Mn₂O₇ is a volatile liquid at 298 K and solidifies to a monoclinic crystal structure (P2₁/c) below $\sim$ 279 K, with the unit cell consisting of 8 formula units of corner sharing tetrahedral MnO₄ pairs.[90, 91] Upon structural relaxation, both r²SCAN and r²SCAN+U underestimate the lattice constants of monoclinic-Mn₂O₇ by $\sim$1-3% (Figure  4 and Table S3). In the case of K₃MnO₄, the tetragonal symmetry (I$\overline{4}$2m)[92] is broken with r²SCAN functional resulting in an orthorhombic structure, while the symmetry is preserved by r²SCAN+U (see Figure  4 and Table S3). Nonetheless, both r²SCAN and r²SCAN+U significantly underestimate the $c$ parameter (by $\sim$ 13.5%) and overestimate the $a$ or $b$ parameter ($\sim$ 10.2%). K₂MnO₄ is an orthorhombic crystal (Pnma) with four formula units per unit cell.[93] Here, r²SCAN and r²SCAN+U predict identical lattice parameters, which marginally underestimate experimental values (by $\sim$ 0.4-1%, see Figure  4 and Table S3).

The choice of SrFeO₃, a cubic perovskite, as a check for Fe is largely motivated by the 4+ oxidation state exhibited by Fe in the structure, which is not sampled in FeO, Fe₂O₃, or Fe₃O₄. Both r²SCAN and r²SCAN+U preserve the cubic symmetry during structure relaxation, with r²SCAN+U’s lattice parameters identical to experiments and r²SCAN’s parameters being a slight underestimation ($\sim$ 0.5%, see Figure  4 and Table S3). In terms of magnetic configuration of Fe in SrFeO₃, Takeda et al.[94] reported a helical spin structure via their neutron diffraction experiments, with competing FM and AFM interactions. However, Shein et al.[95] found a FM metallic state to be the ground state of SrFeO₃, over a wide range of pressures, based on their first principles calculations, which they attributed to stronger FM than AFM interactions. We considered a FM configuration of Fe atoms in the SrFeO₃ unit cell, and the on-site magnetic moments on Fe calculated by both r²SCAN (3.375 $\mu_{B}$, Table 1) and r²SCAN+U (3.819 $\mu_{B}$) overestimate the experimental value (2.7$\pm$0.4 $\mu_{B}$[94]). However, our calculated magnetic moments do indicate a localization of $\sim$4 electrons on the $d$ orbitals of Fe, consistent with its +4 oxidation state.

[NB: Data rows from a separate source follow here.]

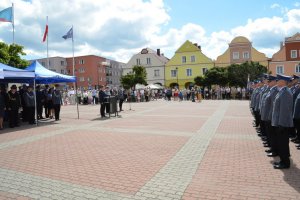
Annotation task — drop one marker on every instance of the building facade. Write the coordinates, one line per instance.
(287, 59)
(187, 63)
(240, 50)
(154, 63)
(56, 64)
(113, 72)
(89, 71)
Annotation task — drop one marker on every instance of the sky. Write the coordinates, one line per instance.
(118, 29)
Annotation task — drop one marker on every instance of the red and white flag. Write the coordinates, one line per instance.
(45, 33)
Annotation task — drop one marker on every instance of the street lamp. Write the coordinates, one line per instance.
(177, 77)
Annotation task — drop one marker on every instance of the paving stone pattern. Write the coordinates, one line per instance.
(156, 150)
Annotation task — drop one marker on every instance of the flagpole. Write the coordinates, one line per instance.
(13, 22)
(75, 84)
(47, 44)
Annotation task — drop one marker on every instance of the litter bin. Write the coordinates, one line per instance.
(113, 105)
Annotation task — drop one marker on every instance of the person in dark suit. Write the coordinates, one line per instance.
(29, 99)
(40, 99)
(266, 114)
(282, 120)
(102, 96)
(57, 101)
(13, 105)
(296, 116)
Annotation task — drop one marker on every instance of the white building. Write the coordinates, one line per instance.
(154, 63)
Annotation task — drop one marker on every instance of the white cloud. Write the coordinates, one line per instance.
(119, 29)
(275, 5)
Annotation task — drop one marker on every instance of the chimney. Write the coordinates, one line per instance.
(281, 45)
(158, 52)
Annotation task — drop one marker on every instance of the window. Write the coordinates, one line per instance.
(293, 53)
(236, 55)
(138, 61)
(297, 68)
(81, 70)
(189, 72)
(173, 73)
(279, 69)
(246, 55)
(148, 61)
(193, 59)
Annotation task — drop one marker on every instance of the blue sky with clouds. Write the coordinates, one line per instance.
(118, 29)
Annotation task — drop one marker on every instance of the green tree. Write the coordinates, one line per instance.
(11, 55)
(138, 75)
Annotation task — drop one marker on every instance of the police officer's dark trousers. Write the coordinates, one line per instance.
(282, 143)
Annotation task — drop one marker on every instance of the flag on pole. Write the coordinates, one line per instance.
(6, 15)
(69, 34)
(45, 33)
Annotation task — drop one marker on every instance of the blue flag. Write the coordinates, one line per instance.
(69, 34)
(6, 15)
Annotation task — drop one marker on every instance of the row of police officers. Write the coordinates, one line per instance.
(275, 104)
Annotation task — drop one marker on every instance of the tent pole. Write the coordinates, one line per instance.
(34, 89)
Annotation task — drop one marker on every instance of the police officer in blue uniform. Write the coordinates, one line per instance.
(282, 120)
(266, 114)
(296, 117)
(102, 97)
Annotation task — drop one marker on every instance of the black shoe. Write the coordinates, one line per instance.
(272, 154)
(268, 151)
(281, 166)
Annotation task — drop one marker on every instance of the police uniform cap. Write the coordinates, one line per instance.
(283, 77)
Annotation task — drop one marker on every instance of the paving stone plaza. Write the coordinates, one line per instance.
(157, 150)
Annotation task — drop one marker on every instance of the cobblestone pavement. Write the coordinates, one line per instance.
(155, 150)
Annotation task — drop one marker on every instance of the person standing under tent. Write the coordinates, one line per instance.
(13, 105)
(45, 92)
(30, 104)
(39, 102)
(57, 102)
(2, 106)
(102, 96)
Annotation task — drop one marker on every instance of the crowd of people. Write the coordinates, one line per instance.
(275, 104)
(199, 93)
(18, 105)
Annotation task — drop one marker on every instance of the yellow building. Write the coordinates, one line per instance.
(239, 51)
(187, 63)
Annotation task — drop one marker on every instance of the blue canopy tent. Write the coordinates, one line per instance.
(13, 75)
(45, 76)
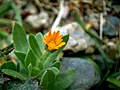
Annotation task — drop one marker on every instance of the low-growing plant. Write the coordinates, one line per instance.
(36, 59)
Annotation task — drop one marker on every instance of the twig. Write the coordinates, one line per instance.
(58, 19)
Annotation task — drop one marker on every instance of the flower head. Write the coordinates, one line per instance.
(54, 40)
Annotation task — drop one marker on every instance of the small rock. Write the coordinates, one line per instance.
(38, 20)
(86, 76)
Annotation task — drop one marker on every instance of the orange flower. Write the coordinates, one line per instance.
(53, 41)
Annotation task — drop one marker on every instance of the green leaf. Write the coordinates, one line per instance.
(4, 8)
(39, 37)
(35, 47)
(14, 74)
(31, 58)
(9, 65)
(114, 81)
(48, 80)
(36, 71)
(64, 80)
(94, 64)
(19, 38)
(30, 69)
(20, 56)
(56, 64)
(52, 56)
(21, 63)
(116, 74)
(17, 12)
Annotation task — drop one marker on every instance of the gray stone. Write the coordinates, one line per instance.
(86, 77)
(111, 26)
(78, 39)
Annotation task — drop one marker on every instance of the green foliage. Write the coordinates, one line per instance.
(34, 46)
(34, 61)
(4, 8)
(20, 39)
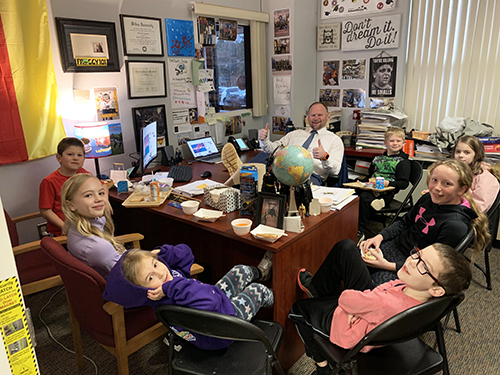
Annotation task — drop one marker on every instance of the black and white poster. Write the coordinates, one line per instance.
(383, 76)
(371, 33)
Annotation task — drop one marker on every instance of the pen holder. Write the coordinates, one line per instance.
(227, 200)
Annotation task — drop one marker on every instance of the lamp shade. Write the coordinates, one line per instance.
(96, 137)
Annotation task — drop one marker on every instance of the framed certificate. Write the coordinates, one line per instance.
(87, 46)
(146, 79)
(141, 36)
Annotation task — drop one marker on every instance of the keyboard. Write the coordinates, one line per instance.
(180, 173)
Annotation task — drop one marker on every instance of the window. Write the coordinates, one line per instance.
(231, 62)
(452, 67)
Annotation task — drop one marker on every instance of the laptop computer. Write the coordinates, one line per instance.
(205, 150)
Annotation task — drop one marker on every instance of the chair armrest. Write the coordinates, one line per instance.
(32, 215)
(131, 237)
(30, 246)
(112, 308)
(196, 269)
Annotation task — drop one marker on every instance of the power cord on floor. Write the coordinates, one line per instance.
(52, 336)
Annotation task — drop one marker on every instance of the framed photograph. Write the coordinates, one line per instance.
(270, 210)
(143, 116)
(141, 36)
(87, 46)
(146, 79)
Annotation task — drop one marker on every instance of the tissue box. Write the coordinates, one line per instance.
(222, 197)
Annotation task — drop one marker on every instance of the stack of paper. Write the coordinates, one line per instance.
(194, 188)
(338, 195)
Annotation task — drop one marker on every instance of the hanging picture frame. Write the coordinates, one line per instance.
(145, 79)
(270, 210)
(141, 36)
(87, 46)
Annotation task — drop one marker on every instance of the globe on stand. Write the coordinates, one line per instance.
(293, 166)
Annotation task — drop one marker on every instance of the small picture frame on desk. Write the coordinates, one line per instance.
(270, 210)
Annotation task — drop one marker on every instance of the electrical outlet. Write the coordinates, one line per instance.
(42, 230)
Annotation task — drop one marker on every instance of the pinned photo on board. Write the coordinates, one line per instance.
(383, 76)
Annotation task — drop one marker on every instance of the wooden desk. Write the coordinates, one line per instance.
(216, 244)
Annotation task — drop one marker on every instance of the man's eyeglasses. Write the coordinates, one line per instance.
(422, 267)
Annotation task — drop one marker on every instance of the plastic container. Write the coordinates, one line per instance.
(379, 183)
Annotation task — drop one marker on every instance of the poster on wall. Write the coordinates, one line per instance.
(330, 97)
(353, 98)
(329, 37)
(180, 37)
(338, 8)
(282, 90)
(371, 33)
(383, 76)
(179, 70)
(281, 46)
(279, 125)
(281, 23)
(106, 100)
(331, 73)
(281, 64)
(353, 69)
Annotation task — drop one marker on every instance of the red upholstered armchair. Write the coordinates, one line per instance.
(36, 272)
(120, 331)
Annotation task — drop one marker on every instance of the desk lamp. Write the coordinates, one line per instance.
(96, 137)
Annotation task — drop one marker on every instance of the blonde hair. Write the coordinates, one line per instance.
(132, 262)
(82, 224)
(478, 148)
(394, 130)
(480, 224)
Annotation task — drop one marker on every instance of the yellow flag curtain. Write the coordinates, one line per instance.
(30, 126)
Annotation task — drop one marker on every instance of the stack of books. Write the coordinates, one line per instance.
(373, 124)
(491, 148)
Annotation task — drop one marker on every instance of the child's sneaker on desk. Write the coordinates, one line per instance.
(265, 266)
(230, 158)
(378, 204)
(304, 279)
(361, 236)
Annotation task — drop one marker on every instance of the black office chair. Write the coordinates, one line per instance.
(396, 207)
(254, 350)
(402, 352)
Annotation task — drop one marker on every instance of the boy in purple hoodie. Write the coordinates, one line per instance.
(160, 277)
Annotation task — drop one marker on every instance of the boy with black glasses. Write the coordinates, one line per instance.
(345, 317)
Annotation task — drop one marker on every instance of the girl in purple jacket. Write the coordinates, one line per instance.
(162, 276)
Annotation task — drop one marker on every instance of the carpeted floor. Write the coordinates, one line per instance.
(474, 351)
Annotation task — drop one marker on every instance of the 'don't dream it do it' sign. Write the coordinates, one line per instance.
(371, 33)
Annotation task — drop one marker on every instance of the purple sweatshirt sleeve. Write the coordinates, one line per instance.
(178, 257)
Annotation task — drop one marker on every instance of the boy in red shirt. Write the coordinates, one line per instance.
(71, 156)
(428, 273)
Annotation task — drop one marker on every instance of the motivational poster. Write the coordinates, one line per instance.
(371, 33)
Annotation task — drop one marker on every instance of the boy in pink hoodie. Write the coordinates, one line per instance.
(345, 317)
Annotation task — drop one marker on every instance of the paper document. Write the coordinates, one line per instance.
(336, 194)
(194, 188)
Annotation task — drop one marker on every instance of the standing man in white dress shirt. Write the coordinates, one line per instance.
(326, 148)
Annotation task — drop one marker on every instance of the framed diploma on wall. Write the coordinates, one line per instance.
(87, 46)
(141, 36)
(146, 79)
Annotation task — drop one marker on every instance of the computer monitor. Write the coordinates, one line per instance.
(149, 149)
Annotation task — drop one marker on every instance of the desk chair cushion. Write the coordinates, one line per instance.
(84, 287)
(410, 357)
(181, 290)
(241, 357)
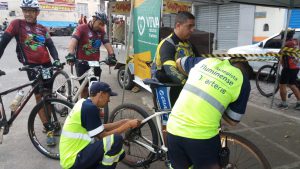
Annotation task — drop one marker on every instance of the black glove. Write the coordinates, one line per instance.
(70, 58)
(111, 60)
(57, 64)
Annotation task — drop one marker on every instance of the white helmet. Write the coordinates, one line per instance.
(30, 4)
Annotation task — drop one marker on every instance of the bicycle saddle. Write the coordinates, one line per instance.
(155, 82)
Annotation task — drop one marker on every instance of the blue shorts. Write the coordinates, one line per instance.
(185, 152)
(91, 156)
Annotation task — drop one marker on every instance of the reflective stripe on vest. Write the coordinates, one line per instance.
(107, 144)
(212, 85)
(205, 96)
(182, 49)
(74, 137)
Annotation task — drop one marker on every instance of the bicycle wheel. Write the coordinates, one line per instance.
(137, 154)
(243, 153)
(56, 118)
(265, 80)
(62, 86)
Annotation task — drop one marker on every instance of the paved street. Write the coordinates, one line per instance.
(274, 131)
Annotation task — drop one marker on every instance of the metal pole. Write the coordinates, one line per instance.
(282, 45)
(128, 43)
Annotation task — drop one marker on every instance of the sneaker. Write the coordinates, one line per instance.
(297, 107)
(283, 106)
(50, 139)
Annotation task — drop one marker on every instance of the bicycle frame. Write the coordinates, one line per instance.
(87, 76)
(156, 115)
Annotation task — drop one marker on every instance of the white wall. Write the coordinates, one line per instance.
(246, 25)
(50, 15)
(275, 17)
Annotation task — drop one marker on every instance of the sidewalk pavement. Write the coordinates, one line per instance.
(260, 100)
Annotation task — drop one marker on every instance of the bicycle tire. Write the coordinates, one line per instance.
(36, 135)
(264, 80)
(131, 159)
(234, 142)
(64, 85)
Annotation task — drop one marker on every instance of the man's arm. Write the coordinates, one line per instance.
(109, 48)
(167, 56)
(236, 110)
(52, 49)
(73, 45)
(6, 37)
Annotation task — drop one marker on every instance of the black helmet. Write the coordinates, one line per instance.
(290, 34)
(101, 16)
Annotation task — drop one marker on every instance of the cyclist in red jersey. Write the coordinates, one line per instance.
(85, 46)
(33, 44)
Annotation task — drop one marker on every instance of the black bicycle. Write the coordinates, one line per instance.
(36, 131)
(266, 80)
(64, 85)
(145, 144)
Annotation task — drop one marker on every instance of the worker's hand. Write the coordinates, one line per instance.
(57, 64)
(134, 123)
(111, 60)
(70, 58)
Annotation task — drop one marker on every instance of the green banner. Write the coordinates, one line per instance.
(146, 26)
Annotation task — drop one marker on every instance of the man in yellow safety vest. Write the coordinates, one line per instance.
(214, 89)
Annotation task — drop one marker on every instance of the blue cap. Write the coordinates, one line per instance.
(97, 87)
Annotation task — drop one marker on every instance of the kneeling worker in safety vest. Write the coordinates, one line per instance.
(215, 89)
(86, 142)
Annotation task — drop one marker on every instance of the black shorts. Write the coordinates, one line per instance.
(185, 152)
(91, 156)
(83, 66)
(32, 76)
(288, 76)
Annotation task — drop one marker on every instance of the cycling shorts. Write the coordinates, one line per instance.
(82, 67)
(289, 76)
(186, 152)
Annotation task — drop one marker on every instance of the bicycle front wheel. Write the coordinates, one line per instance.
(137, 140)
(36, 130)
(243, 153)
(265, 80)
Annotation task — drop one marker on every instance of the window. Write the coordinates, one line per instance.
(260, 14)
(266, 27)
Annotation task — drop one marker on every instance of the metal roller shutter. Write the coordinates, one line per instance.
(169, 20)
(228, 26)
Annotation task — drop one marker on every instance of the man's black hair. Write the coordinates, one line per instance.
(183, 16)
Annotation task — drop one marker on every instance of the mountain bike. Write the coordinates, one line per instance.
(64, 85)
(35, 127)
(145, 144)
(266, 78)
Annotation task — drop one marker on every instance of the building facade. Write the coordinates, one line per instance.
(53, 12)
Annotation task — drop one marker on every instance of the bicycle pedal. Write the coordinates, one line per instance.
(1, 134)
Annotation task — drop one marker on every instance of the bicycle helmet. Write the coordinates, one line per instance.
(30, 4)
(290, 34)
(101, 16)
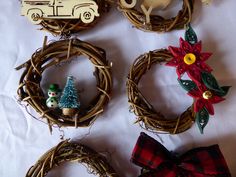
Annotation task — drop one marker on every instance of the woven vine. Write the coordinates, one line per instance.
(72, 152)
(146, 114)
(159, 23)
(52, 54)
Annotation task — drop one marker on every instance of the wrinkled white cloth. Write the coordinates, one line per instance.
(23, 139)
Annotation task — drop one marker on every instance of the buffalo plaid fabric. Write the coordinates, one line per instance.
(157, 161)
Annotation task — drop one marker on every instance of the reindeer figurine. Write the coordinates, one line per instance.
(147, 6)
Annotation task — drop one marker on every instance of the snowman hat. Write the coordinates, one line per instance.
(54, 87)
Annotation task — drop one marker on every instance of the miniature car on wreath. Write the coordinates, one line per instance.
(37, 10)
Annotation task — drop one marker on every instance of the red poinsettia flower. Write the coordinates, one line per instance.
(204, 98)
(189, 58)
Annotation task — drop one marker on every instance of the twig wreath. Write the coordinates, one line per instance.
(53, 54)
(202, 87)
(72, 152)
(144, 20)
(47, 13)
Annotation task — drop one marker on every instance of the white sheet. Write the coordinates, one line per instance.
(23, 139)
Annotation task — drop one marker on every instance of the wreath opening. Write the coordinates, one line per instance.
(67, 151)
(52, 54)
(156, 23)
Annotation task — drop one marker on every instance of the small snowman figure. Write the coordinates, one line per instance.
(53, 93)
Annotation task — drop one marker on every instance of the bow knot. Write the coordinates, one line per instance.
(157, 161)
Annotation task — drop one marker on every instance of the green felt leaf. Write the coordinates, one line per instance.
(210, 82)
(202, 118)
(190, 35)
(187, 84)
(224, 92)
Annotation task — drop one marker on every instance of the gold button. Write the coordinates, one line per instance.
(189, 58)
(207, 95)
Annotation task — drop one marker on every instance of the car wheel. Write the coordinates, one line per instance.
(35, 16)
(87, 16)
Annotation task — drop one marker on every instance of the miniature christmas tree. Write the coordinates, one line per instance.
(69, 99)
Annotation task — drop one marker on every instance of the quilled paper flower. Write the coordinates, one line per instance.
(203, 87)
(189, 59)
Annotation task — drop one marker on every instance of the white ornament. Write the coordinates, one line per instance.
(53, 94)
(52, 102)
(37, 10)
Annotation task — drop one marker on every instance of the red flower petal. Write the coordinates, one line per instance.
(185, 45)
(173, 62)
(199, 104)
(180, 70)
(205, 67)
(195, 94)
(205, 56)
(175, 51)
(216, 99)
(197, 47)
(195, 74)
(202, 88)
(209, 107)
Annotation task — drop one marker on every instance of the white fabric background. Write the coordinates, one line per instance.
(23, 139)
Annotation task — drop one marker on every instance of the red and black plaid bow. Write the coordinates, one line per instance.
(159, 162)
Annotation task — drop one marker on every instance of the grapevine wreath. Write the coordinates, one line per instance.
(52, 54)
(202, 87)
(62, 26)
(72, 152)
(156, 23)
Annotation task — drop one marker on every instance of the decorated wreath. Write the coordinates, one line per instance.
(71, 112)
(202, 86)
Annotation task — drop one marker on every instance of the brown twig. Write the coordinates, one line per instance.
(53, 54)
(72, 152)
(158, 23)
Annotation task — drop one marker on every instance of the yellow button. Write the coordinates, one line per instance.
(207, 95)
(189, 58)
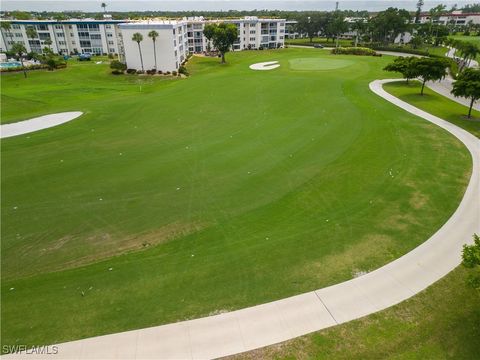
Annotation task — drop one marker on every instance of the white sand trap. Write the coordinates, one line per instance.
(269, 65)
(38, 123)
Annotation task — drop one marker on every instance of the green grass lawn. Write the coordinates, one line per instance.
(441, 322)
(473, 39)
(318, 40)
(436, 104)
(173, 199)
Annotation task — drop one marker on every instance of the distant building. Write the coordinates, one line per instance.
(253, 33)
(179, 38)
(456, 18)
(170, 45)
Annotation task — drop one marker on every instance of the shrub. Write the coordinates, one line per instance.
(183, 70)
(117, 66)
(354, 51)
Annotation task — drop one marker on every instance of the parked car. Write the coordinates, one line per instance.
(84, 57)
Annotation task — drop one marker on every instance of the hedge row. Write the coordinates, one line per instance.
(355, 51)
(19, 68)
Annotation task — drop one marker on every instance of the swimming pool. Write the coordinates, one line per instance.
(10, 64)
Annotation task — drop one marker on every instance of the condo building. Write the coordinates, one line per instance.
(175, 40)
(67, 37)
(166, 54)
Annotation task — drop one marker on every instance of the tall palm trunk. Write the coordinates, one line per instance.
(141, 58)
(155, 54)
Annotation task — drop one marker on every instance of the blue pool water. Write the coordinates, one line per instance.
(10, 64)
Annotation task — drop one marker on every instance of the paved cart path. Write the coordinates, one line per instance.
(38, 123)
(281, 320)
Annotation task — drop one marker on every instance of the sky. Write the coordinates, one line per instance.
(179, 5)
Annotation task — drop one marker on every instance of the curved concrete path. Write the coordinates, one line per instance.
(268, 65)
(38, 123)
(281, 320)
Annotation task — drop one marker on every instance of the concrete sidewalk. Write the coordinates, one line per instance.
(38, 123)
(281, 320)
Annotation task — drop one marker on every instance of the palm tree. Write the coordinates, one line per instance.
(7, 27)
(137, 37)
(31, 33)
(153, 35)
(20, 51)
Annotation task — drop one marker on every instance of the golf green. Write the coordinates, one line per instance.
(318, 63)
(173, 199)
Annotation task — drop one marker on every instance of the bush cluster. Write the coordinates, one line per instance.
(354, 51)
(183, 70)
(19, 68)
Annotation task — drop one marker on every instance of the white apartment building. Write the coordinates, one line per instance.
(170, 48)
(67, 37)
(253, 33)
(175, 38)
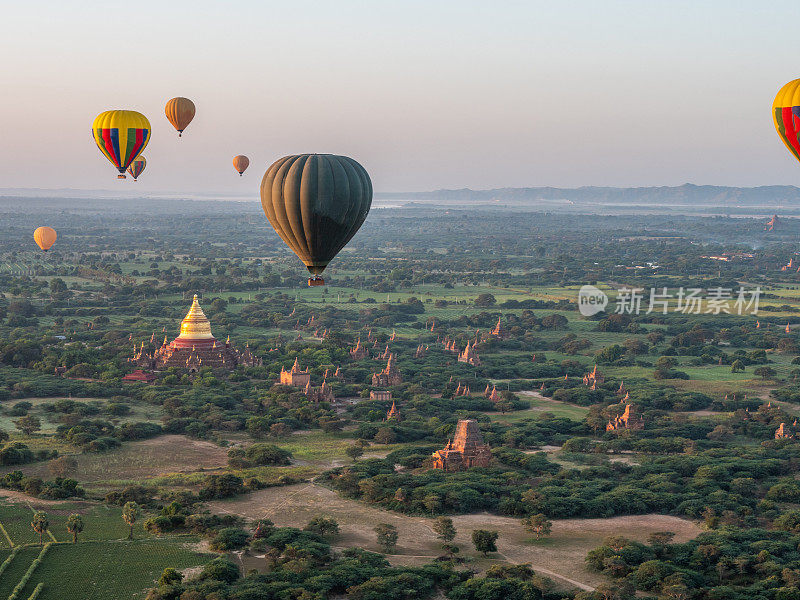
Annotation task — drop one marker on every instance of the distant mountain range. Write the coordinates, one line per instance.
(684, 194)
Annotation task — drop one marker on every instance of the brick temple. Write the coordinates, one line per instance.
(627, 420)
(389, 376)
(295, 376)
(194, 348)
(466, 449)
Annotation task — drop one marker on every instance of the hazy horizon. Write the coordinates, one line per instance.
(426, 96)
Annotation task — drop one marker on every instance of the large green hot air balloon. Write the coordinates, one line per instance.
(316, 203)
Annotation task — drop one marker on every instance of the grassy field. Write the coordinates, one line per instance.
(560, 556)
(107, 570)
(102, 566)
(538, 405)
(136, 462)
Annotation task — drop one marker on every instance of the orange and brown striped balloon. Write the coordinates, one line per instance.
(240, 163)
(44, 237)
(180, 112)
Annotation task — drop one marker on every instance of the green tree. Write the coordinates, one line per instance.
(385, 436)
(484, 540)
(170, 576)
(387, 537)
(130, 512)
(354, 452)
(538, 524)
(75, 526)
(229, 538)
(485, 300)
(40, 523)
(28, 424)
(765, 372)
(444, 529)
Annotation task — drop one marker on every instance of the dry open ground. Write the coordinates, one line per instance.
(561, 556)
(144, 459)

We choose CoO₂ (R$\overline{3}$m or ‘O3‘ polymorph[96]), and NiO₂ (P1m1 or ‘O1’[97]), both layered structures, as transferability checks for Co and Ni, respectively, owing to the unsampled 4+ oxidation states of each TM. In terms of experimental property to benchmark, we choose the average Li intercalation voltage in these structures, i.e., LiCoO₂-CoO₂, and LiNiO₂-NiO₂ pairs, since they have been measured with high precision. The reader is referred to previous works on calculating and benchmarking average ‘topotactic’ intercalation voltages.[98, 99] r²SCAN underestimates the experimental average voltage[96, 100, 101, 102, 103, 99] in LiNiO₂-NiO₂ (by $\sim$ 8%), while it overestimates the average voltage in LiCoO₂-CoO₂ (by $\sim$ 1.7%), similar to trends observed with SCAN.[99] The addition of U to r²SCAN leads to an improvement in agreement with the experimental voltage in the Ni-system (deviation of $\sim$ 1.8%), while it worsens the agreement in the Co-system (deviation of $\sim$ 4.4%). Nevertheless, r²SCAN+U does overestimate the average voltage in both Co and Ni systems, similar to the behavior of SCAN+U.[99]